遠くの光にふれるまで





 流しそうめん、土用丑の日のうなぎ、バーベキューと食い物系が続いたから、次はどこかに出かけようと、春一のたどたどしい運転でひまわり畑を見に行った。

 そのあとは花の提案で肝試し。みんな霊感があって霊や天使と話すこともあるのに、肝を試す必要性を感じない。
 なんなら、この町の心霊スポットである廃墟に棲み付いていた霊たちのほうが驚いていた。
 なぜなら花と春一が霊たちを捕まえて「こんなところにいたら危ないよ」「安心して迎えを待つ良い場所があるんだ」と説得し、その場所を丁寧に説明し始めたからだ。
 そんな場所があるの? と首を傾げる若菜さんに、霊たちが最後の時を過ごすバーの話をしてあげた。
 浮遊霊は悪いやつらに捕まりやすいし、未練が募ると悪霊化したりする。
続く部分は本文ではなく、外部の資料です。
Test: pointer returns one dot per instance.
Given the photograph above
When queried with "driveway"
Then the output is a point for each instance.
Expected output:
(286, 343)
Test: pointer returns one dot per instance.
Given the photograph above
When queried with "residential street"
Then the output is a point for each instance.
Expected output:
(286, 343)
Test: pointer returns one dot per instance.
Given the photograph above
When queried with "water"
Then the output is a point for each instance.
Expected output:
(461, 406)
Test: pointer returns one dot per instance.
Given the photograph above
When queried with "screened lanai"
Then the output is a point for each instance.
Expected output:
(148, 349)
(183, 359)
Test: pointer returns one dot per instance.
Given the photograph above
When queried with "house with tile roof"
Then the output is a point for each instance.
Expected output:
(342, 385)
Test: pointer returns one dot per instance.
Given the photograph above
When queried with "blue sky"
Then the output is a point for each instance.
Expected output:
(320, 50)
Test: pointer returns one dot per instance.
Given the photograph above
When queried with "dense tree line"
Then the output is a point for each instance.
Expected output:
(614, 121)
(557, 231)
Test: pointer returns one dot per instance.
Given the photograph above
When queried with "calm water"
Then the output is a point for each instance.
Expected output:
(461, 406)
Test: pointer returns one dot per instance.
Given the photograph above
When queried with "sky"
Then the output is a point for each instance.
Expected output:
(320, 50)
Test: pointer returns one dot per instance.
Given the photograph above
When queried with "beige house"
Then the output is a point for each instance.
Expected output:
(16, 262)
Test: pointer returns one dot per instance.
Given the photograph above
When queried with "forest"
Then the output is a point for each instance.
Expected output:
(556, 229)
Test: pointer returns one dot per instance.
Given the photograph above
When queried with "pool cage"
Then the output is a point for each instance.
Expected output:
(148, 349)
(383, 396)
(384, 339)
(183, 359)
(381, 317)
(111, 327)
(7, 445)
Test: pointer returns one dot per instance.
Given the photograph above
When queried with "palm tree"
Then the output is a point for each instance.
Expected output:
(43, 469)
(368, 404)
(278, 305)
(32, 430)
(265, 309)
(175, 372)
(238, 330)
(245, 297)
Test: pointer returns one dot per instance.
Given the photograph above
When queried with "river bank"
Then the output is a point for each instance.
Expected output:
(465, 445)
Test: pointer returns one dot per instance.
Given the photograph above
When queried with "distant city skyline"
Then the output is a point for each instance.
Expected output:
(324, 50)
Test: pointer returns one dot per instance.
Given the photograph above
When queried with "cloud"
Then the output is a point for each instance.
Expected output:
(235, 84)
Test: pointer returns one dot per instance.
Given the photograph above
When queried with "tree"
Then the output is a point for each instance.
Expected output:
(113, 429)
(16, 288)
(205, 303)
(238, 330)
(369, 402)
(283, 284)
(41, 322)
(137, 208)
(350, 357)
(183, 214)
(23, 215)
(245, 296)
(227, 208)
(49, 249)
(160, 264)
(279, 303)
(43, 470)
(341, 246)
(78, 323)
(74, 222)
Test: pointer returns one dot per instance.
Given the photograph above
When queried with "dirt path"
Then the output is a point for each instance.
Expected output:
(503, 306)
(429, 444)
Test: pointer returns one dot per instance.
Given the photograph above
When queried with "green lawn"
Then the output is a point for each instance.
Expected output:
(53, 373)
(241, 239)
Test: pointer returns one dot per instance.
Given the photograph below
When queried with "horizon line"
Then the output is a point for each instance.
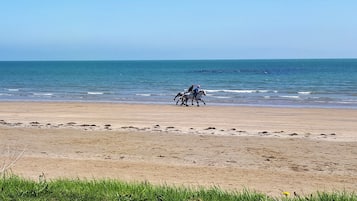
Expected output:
(213, 59)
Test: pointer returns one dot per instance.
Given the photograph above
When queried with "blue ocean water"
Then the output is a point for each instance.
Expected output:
(292, 83)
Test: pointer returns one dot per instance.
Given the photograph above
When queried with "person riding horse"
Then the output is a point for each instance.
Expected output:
(194, 89)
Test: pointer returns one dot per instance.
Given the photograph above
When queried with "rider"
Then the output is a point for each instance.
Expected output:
(195, 90)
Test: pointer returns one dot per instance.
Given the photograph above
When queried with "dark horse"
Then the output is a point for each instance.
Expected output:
(190, 96)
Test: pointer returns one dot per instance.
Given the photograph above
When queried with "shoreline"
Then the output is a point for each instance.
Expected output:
(265, 149)
(217, 104)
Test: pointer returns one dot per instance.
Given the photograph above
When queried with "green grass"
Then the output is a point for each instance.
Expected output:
(15, 188)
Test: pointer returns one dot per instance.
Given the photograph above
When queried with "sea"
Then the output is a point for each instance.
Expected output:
(320, 83)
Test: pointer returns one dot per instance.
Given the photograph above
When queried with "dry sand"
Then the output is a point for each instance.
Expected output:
(266, 149)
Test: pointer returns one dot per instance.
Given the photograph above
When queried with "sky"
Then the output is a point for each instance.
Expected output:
(174, 30)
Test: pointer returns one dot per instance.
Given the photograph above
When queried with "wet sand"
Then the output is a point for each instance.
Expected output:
(266, 149)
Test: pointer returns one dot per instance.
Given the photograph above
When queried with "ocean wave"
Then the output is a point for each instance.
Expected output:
(13, 90)
(221, 97)
(42, 94)
(95, 93)
(143, 94)
(292, 97)
(304, 92)
(241, 91)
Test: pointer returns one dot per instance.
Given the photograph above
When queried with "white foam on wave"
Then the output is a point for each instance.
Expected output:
(292, 97)
(95, 93)
(304, 92)
(42, 94)
(221, 97)
(246, 91)
(143, 94)
(231, 91)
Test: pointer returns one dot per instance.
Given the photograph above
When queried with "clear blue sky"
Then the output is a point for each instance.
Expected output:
(185, 29)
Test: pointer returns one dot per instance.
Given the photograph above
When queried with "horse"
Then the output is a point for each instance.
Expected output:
(179, 97)
(190, 96)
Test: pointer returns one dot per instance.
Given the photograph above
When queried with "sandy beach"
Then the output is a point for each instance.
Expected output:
(270, 150)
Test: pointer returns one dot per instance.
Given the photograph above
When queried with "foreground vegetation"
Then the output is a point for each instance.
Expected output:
(16, 188)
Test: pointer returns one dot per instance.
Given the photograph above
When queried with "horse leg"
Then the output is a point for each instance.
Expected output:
(203, 101)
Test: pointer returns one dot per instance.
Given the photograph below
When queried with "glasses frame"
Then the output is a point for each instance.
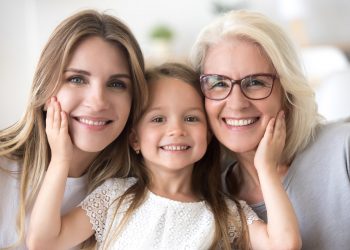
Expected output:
(239, 82)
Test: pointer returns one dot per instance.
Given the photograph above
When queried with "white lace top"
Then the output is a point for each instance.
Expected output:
(159, 223)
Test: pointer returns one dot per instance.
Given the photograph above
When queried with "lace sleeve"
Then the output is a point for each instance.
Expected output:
(99, 201)
(249, 212)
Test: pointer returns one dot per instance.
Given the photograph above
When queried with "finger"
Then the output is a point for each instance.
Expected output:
(49, 115)
(57, 116)
(64, 122)
(270, 128)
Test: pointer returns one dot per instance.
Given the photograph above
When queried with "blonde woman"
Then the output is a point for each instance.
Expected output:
(94, 67)
(175, 201)
(250, 72)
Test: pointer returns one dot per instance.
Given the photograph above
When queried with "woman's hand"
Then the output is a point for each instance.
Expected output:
(57, 133)
(270, 148)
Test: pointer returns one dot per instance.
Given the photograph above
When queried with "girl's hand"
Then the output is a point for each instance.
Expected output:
(57, 132)
(270, 148)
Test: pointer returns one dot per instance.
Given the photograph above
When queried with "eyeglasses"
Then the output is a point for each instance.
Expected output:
(254, 87)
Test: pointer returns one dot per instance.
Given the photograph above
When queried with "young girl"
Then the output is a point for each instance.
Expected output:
(174, 201)
(94, 66)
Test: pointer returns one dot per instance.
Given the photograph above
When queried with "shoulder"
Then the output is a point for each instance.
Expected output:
(248, 212)
(336, 130)
(115, 186)
(331, 136)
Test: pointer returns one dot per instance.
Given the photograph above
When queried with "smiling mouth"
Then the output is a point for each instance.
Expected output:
(175, 147)
(90, 122)
(240, 122)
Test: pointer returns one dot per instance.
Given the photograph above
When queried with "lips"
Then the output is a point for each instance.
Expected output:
(175, 147)
(240, 122)
(93, 121)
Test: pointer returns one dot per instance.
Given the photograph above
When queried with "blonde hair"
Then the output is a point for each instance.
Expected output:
(299, 103)
(26, 141)
(206, 181)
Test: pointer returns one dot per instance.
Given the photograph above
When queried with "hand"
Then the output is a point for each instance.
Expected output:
(271, 145)
(57, 133)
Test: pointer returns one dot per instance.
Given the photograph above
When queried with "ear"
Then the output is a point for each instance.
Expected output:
(133, 140)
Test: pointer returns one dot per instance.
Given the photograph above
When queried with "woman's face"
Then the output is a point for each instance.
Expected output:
(96, 94)
(238, 122)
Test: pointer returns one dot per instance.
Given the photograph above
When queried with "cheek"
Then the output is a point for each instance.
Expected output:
(122, 104)
(66, 99)
(212, 109)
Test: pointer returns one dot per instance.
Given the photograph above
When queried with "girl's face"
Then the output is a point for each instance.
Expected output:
(238, 122)
(172, 133)
(96, 94)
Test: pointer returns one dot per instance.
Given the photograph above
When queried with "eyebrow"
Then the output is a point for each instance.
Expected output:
(84, 72)
(187, 110)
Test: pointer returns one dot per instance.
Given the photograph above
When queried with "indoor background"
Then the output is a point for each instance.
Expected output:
(167, 29)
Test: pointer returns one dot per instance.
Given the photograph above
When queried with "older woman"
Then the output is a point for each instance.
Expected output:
(250, 71)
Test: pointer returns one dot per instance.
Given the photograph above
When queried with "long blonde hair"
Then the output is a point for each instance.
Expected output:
(302, 118)
(206, 181)
(26, 141)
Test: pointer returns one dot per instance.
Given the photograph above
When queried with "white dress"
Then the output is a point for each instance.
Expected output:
(159, 223)
(75, 192)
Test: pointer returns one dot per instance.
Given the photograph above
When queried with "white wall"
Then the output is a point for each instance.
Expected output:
(25, 25)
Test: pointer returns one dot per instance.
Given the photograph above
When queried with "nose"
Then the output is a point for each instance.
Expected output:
(236, 99)
(176, 128)
(97, 97)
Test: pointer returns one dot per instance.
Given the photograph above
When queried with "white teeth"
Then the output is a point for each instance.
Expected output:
(174, 148)
(239, 123)
(92, 123)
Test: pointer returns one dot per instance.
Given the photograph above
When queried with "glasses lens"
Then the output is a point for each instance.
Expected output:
(215, 87)
(257, 87)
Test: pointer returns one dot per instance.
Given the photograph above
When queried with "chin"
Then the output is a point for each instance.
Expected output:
(91, 148)
(241, 147)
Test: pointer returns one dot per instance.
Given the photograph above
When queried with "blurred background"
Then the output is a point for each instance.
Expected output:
(167, 29)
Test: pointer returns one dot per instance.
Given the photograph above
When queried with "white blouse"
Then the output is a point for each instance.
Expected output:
(159, 223)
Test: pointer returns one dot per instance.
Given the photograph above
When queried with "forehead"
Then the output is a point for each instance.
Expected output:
(236, 58)
(169, 91)
(97, 51)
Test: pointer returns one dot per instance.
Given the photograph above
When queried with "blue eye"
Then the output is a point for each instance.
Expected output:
(76, 80)
(117, 85)
(158, 119)
(257, 82)
(191, 119)
(219, 84)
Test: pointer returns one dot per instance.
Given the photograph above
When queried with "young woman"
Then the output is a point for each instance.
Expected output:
(94, 66)
(250, 72)
(175, 201)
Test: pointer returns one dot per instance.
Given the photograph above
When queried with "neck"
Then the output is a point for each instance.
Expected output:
(250, 189)
(173, 184)
(80, 163)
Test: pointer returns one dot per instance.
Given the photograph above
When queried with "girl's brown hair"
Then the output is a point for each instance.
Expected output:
(206, 181)
(26, 141)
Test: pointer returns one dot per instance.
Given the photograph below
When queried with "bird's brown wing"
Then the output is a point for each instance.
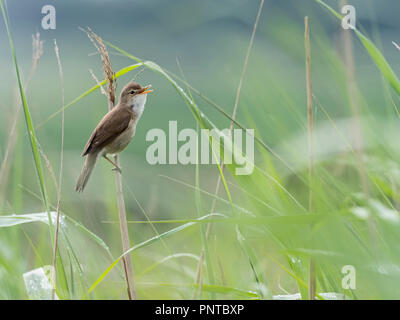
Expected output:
(113, 123)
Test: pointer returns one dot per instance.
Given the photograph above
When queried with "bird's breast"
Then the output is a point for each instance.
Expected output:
(122, 141)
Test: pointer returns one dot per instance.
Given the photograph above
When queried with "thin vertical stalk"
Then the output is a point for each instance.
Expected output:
(354, 105)
(110, 76)
(60, 174)
(311, 284)
(213, 205)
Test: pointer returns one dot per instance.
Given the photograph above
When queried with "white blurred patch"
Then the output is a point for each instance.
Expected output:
(37, 283)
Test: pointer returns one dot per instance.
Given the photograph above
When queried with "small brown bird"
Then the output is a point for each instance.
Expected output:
(115, 130)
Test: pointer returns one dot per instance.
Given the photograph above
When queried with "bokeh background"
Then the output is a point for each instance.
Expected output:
(209, 39)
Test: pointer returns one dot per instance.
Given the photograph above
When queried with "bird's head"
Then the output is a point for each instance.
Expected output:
(134, 95)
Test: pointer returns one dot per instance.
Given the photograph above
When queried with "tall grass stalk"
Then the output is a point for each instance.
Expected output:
(235, 108)
(311, 284)
(111, 79)
(29, 124)
(56, 50)
(37, 51)
(353, 99)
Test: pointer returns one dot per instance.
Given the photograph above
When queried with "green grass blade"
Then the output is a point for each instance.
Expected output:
(118, 74)
(141, 245)
(28, 119)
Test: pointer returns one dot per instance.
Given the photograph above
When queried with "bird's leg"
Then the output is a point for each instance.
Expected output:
(113, 163)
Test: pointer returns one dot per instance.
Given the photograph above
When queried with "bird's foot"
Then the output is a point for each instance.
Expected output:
(118, 169)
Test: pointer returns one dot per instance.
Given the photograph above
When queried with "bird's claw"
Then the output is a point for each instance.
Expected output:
(117, 169)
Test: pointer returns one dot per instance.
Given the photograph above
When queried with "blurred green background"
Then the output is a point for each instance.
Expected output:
(210, 40)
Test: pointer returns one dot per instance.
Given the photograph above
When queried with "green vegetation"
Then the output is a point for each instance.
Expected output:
(262, 234)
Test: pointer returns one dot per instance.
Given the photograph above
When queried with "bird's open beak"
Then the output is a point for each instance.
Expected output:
(146, 89)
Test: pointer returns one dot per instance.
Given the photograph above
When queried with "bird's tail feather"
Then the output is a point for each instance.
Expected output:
(86, 171)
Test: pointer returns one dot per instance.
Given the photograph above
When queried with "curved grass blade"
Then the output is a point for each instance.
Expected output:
(141, 245)
(84, 94)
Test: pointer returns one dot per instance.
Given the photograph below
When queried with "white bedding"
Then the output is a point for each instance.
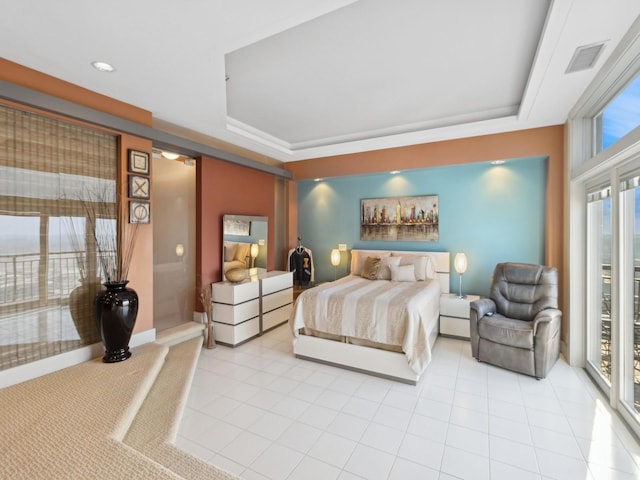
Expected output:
(380, 311)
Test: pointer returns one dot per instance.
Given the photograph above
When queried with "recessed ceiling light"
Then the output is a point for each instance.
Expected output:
(170, 155)
(103, 66)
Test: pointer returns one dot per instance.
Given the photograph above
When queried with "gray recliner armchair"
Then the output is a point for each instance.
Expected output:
(518, 326)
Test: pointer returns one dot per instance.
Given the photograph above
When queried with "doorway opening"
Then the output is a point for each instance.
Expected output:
(174, 239)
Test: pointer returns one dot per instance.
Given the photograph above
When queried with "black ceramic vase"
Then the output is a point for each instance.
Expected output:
(116, 310)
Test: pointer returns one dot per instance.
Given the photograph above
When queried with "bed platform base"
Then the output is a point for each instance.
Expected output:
(372, 361)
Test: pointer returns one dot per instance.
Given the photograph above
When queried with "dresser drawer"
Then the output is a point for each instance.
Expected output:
(276, 281)
(234, 293)
(235, 334)
(276, 300)
(276, 317)
(234, 314)
(455, 327)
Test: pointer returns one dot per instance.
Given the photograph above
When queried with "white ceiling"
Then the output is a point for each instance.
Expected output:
(297, 79)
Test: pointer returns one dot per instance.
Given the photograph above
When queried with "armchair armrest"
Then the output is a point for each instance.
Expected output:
(546, 340)
(478, 309)
(547, 323)
(482, 306)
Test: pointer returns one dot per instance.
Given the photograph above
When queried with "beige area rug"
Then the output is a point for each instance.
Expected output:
(156, 425)
(70, 424)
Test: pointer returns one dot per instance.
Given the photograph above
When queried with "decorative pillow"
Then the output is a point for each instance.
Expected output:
(402, 273)
(229, 252)
(242, 250)
(384, 273)
(419, 264)
(431, 268)
(359, 257)
(370, 268)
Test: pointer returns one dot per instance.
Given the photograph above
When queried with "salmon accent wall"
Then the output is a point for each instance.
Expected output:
(224, 188)
(26, 77)
(545, 141)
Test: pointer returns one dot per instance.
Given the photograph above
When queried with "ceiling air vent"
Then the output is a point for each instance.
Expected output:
(585, 57)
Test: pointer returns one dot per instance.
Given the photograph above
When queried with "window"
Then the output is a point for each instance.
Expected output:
(48, 265)
(619, 117)
(599, 313)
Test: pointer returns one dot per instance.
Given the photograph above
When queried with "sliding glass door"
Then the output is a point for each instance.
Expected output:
(600, 341)
(629, 292)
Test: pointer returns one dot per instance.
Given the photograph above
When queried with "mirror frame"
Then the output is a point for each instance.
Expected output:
(230, 221)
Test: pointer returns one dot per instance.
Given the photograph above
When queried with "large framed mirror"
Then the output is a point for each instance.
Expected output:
(244, 243)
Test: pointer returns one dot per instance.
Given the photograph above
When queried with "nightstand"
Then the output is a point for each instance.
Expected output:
(454, 315)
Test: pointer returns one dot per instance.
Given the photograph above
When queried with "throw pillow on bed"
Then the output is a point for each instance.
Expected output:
(402, 273)
(384, 273)
(419, 263)
(371, 268)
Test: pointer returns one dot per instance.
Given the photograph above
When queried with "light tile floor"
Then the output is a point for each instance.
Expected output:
(261, 413)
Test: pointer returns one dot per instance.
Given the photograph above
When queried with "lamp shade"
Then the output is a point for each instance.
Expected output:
(335, 257)
(460, 263)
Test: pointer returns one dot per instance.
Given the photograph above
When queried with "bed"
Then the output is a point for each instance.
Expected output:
(350, 322)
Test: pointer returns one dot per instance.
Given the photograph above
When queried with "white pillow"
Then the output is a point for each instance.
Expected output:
(402, 273)
(384, 273)
(419, 263)
(359, 257)
(431, 268)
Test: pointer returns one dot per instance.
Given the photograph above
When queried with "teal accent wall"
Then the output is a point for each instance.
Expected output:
(492, 213)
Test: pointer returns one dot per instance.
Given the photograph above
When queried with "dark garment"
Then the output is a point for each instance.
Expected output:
(300, 265)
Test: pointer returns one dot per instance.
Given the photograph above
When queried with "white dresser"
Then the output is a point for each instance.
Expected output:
(276, 298)
(244, 310)
(454, 314)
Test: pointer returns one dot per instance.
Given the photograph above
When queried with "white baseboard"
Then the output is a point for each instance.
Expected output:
(47, 365)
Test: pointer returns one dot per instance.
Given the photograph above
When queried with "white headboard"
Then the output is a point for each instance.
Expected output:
(440, 259)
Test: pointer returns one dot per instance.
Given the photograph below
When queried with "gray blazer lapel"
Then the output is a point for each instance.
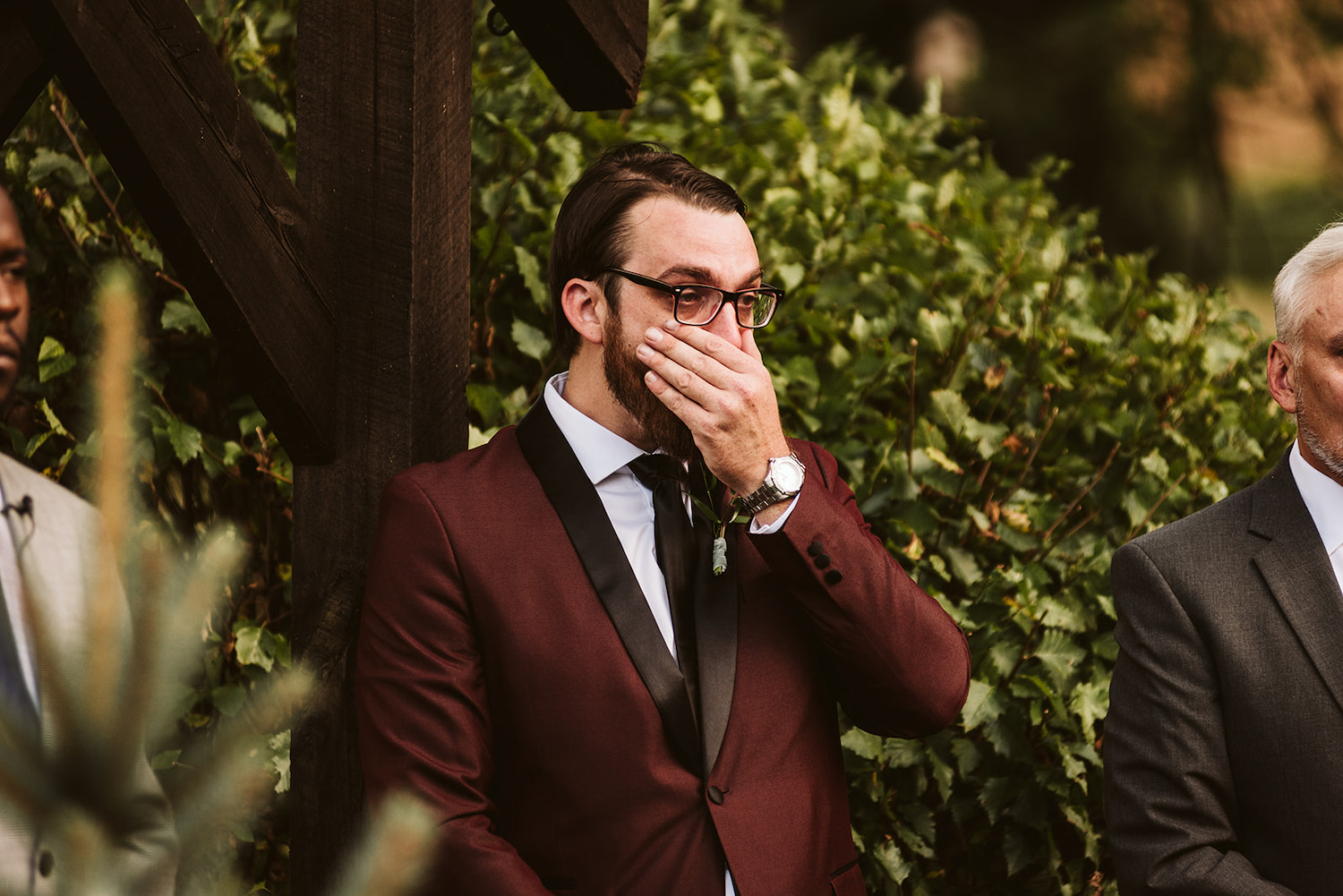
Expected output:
(1297, 573)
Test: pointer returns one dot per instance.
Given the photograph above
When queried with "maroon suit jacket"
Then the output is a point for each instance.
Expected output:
(508, 675)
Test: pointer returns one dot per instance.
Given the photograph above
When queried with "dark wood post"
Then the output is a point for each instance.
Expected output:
(384, 168)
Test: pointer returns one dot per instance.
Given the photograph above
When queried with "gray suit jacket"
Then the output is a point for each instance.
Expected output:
(1224, 745)
(54, 546)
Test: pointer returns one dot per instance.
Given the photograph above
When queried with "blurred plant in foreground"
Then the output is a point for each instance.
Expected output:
(112, 681)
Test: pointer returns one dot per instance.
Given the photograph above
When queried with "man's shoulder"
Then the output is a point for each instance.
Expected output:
(1219, 527)
(21, 482)
(488, 465)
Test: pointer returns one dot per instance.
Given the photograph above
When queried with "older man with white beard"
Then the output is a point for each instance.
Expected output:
(1224, 745)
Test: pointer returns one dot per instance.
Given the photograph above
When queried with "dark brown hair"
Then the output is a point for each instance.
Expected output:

それを防ぐため、迎えを待つ間に留まるバーがあるのだ。スタッフは全員天使。興味があるのなら今度連れて行ってあげようと思った。

 次は海。突発的に行ったからみんな水着を持っていなくって、砂遊びをしたあと海の家で飯を食って帰って来た。


 花と春一には、若菜さんが仕事を辞めたことだけを話した。
 ふたりとも「そんなに体調が悪いの?」「体調が悪いのに連れ回していいのか?」と心配していたけれど、体調よりも色々思うところがあったらしいと伝えると、納得したようだった。
 若菜さんの人生であり、若菜さんの判断なんだ。あれこれ言える立場ではないと理解したのだろう。


 そのあとも動物園に行ったり水族館に行ったりしたが、その間、丙さんが現世に来ることはなかった。

 バーベキューをした日にやって来たヒバリに「丙さんはやっぱり来れないのか?」と聞いてみたら、やつは気まずそうに顔を反らして頷いた。朝から晩まで隊務に追われているらしい。
 やっぱり副隊長ともなれば仕事が山積みなんだな。言うとヒバリは軽く舌打ちをして「あのひとは現世に来る気がねえだけだよ」なんて吐き捨てる。様子がおかしい。喧嘩でもしたのかもしれない。

 確かめようにも、それっきりヒバリは来なくなってしまった。川遊びの日にやって来た千鳥に聞いてみると、どうやら近々昇格試験があるらしく、鍛錬に励んでいるらしい。千鳥も試験を受けることになったから、しばらくこっちに来れないかもしれない、と。申し訳なさそうに言った。

 昇格試験は九月末。若菜さんの余命はあるだろうが、この先どこまで元気でいてくれるか分からない。だからできる限りみんなで遊びたいのに、なんともタイミングが悪い。
 そんなことを考えて、ため息をついた。
 仕方ないこととはいえ、若菜さんの余命のことや、どこまで元気でいてくれるかを考えるとは……。

 今はただ願うしかない。
 若菜さんが一日でも長く元気で、生きていてくれますように。
 丙さんが早く、若菜さんに会いに来てくれますように、と。